Baroness Levitt (Lab)
I thank the noble Baroness for her points, which I am sure your Lordships’ House will want to take into account when deciding whether, as a matter of policy, to vote for or against the various amendments. I remind the noble Baroness that these are not government amendments—the Government are neutral—but I am sure that everyone in your Lordships’ House has heard them and will take them into account in various ways.
Amendment 425 in the name of the noble Baroness, Lady Stroud, is identical to one tabled in Committee. I raised at that stage the Government’s concerns about workability and operational difficulties, and they remain. In short, the effect of Amendment 425 might be to reduce access to early medical abortion due to resource constraints on the ability of abortion providers to hold in-person consultations.
Amendment 426D, tabled by the right reverend Prelate the Bishop of Leicester, is new, but it carries similar possible operational effects to those I set out in Committee in relation to Amendment 425, about which I spoke a moment ago. The proposed new clause in Amendment 426D may have a detrimental impact on abortion provision and access for under-18s, including those who live in remote areas or who have difficulties in attending a clinic. It should also be noted that it is unclear whether this amendment would require under-18s to have all consultations face to face, including any initial contact with the service. If so, this would further increase the workability concerns, including resourcing constraints on providers and access to abortion provision for young people.
Amendment 426B, in the name of my noble friend Lady Thornton, is once again very similar to an amendment tabled in Committee. The duty on the Secretary of State, as drafted, poses substantial operational and resourcing implications. There is no centrally held record of women who have been convicted of, cautioned for, arrested for or investigated on suspicion of abortion offences. Therefore, the Secretary of State would be unable to comply with the duty to direct the specified bodies to delete such details from records. If this is the will of Parliament, consideration will need to be given to how to deliver the objectives of this amendment in a way that is operationally workable.
My Lords, I appreciate that the hour is late and very charged emotions have been expressed, so I do not intend to delay the House with a long response.

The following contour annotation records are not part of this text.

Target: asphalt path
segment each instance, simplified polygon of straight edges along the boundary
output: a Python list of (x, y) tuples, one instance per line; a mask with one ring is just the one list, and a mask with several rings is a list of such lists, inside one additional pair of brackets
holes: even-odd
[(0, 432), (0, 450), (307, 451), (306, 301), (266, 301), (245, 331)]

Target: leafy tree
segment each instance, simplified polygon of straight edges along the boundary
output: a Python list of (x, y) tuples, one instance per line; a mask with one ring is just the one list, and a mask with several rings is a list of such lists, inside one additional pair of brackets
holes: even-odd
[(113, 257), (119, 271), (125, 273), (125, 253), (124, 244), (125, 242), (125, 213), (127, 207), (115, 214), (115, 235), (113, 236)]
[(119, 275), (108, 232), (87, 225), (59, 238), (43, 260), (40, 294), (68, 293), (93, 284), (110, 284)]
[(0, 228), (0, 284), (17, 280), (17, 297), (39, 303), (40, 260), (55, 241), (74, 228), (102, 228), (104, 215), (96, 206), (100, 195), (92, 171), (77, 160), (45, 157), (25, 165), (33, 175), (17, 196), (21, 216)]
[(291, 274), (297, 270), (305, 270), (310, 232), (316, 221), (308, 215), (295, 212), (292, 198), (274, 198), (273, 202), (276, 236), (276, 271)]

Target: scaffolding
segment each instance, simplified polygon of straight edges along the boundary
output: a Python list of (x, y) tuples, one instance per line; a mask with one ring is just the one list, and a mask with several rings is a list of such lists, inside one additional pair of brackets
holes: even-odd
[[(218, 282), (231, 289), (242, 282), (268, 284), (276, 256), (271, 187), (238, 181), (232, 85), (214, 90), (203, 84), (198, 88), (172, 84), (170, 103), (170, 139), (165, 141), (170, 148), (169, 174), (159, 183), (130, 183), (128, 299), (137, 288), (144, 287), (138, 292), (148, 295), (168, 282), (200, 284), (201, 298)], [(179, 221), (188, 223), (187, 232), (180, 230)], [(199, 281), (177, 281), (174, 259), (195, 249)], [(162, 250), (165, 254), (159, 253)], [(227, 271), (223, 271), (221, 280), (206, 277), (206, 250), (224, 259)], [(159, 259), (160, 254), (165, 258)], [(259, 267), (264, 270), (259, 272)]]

I simply point out to those Members who are not familiar with the Companion and were surprised that so many of us did not take interventions that this was not due to any lack of respect for their positions. The Companion says at 4.29 that a Member
“may justifiably refuse to give way, for instance … in time-limited proceedings”.
I wanted to make that clear.
I have heard what the Minister has said about Amendment 422E. I will go away and consider that. This was meant to be a compromise. I know that Members want to get to other substantive amendments. I therefore do not wish to test the opinion of the House and beg leave to withdraw the amendment.